Bilanz Neu-Ulmer Evobus-Werk dieses Jahr komplett ausgelastet

Daimler Bus-Chef Hartmut Schick hat inzwischen auch ein Büro im Neu-Ulmer Werk.
Daimler Bus-Chef Hartmut Schick hat inzwischen auch ein Büro im Neu-Ulmer Werk. © Foto: Franziska Kraufmann (dpa)
JULIA KLING 23.04.2016
Evobus verzeichnet ein solides erstes Quartal. Die hohe Nachfrage nach Reisebussen sorgt für volle Auftragsbücher im Neu-Ulmer Werk.

Nach einem erfolgreichen Jahr für die Omnibussparte erwartet der Daimler-Konzern für das laufende Geschäftsjahr eine stabile Entwicklung.
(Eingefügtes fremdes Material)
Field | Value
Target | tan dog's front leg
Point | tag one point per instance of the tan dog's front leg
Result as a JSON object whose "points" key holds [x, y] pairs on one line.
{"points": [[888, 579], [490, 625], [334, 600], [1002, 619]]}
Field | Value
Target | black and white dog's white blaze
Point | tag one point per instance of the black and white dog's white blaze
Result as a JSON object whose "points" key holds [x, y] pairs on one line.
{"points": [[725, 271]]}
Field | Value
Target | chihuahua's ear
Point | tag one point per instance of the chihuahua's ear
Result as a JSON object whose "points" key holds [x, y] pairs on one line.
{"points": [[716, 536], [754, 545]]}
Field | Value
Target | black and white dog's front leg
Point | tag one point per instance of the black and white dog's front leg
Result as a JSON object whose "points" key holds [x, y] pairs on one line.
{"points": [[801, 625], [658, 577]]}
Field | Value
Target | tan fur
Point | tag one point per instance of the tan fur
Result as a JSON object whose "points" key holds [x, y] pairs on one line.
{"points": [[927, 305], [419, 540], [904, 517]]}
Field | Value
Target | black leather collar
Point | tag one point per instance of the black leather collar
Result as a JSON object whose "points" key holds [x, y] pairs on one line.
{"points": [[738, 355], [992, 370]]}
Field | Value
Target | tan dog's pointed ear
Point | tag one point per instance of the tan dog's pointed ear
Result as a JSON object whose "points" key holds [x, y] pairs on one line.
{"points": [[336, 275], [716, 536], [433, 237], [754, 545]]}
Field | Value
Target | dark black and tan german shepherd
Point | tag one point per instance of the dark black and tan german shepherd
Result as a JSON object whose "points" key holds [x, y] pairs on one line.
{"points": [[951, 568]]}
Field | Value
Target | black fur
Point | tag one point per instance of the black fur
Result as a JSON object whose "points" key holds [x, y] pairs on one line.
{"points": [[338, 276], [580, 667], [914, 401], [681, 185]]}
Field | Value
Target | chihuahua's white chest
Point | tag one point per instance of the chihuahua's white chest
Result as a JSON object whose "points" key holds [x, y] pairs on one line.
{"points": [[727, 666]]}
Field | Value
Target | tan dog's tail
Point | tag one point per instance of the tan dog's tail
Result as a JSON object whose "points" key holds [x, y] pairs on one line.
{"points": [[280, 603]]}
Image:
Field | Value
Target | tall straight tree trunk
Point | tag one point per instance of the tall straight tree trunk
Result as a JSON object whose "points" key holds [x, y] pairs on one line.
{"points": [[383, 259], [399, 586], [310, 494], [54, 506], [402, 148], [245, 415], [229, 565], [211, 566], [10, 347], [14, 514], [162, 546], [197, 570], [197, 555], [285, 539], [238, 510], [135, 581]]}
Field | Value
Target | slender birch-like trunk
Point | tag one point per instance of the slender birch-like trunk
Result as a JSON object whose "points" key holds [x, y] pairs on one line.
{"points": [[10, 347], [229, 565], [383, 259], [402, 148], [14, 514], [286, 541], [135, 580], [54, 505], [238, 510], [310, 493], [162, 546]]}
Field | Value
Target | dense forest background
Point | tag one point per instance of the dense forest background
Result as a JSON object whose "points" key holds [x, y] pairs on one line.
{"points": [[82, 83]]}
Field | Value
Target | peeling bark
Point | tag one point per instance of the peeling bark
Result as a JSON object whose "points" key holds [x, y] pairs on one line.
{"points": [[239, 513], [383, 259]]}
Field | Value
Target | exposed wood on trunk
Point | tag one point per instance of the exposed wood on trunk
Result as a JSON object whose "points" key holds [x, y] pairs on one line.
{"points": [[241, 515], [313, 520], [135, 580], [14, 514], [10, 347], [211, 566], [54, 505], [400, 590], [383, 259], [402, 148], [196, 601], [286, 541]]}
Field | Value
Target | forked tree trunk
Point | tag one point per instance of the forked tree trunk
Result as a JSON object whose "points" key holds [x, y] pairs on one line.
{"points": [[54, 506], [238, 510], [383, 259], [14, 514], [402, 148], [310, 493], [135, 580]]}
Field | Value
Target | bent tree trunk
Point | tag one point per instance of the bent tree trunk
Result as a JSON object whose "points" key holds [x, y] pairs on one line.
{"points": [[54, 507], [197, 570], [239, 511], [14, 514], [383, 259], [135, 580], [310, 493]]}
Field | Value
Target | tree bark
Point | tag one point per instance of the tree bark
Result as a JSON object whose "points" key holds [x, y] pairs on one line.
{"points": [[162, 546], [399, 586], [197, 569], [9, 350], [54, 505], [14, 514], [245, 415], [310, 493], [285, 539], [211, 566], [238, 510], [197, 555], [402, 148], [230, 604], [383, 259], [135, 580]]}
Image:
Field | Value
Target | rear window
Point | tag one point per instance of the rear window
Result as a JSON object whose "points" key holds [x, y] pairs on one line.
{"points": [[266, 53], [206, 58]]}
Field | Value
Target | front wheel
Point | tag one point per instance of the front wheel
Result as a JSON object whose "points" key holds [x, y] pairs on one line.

Während das Unternehmen in Lateinamerika weiter mit deutlichen Absatzrückgängen vor allem in Brasilien – wo Daimler Busfahrgestelle verkauft – rechnet, soll wie bereits im vergangenen Jahr das Komplettbus-Geschäft in Westeuropa für Wachstum sorgen. „Wir sind in den Kernmärkten sehr gut unterwegs“, erklärte Bus-Chef Hartmut Schick gestern.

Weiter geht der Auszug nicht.